Before the advent of neural architectures, many AI domains (e.g. speech recognition and computer vision) used algorithms that consisted of a series of hand-crafted transformations for feature extraction.
- In speech recognition everything to do with spectrograms or cepstra is done based on the mathematical theory of (discrete) Fourier transforms.
- In computer vision, edge detectors like Sobel/Canny or feature descriptors like SIFT are all convolution-based.
You can implement all of these with everyday procedural programs. All the intelligence of these methods is embedded within the steps of the program, and not in its parameters.

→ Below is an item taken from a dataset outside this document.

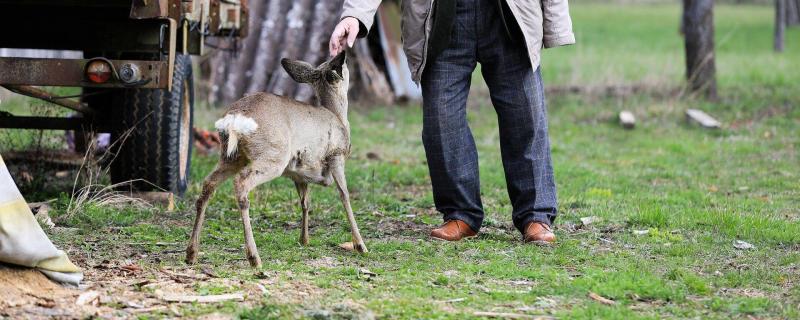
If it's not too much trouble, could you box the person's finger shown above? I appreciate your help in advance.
[328,26,343,57]
[347,26,358,48]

One thing I have been wondering about is what you would call such algorithms that work "out of the box". My inclination is to call them deterministic, but this is clearly wrong considering most neural networks (not including e.g. VAEs) are deterministic functions of their input too.
Perhaps some might call them dumb, but that's also not right, because these algorithms are very sophisticated and purposefully made. They're not naive like naive Bayes is naive. It's not because they aren't trained that they aren't artificially intelligent.
Traditional or classical is too vague, because neural nets have existed for more than half a century and could be considered that too. The same goes for algorithmic and procedural.
Is there standard terminology to delimit the set of such artificially-intelligent-but-not-data-driven algorithms?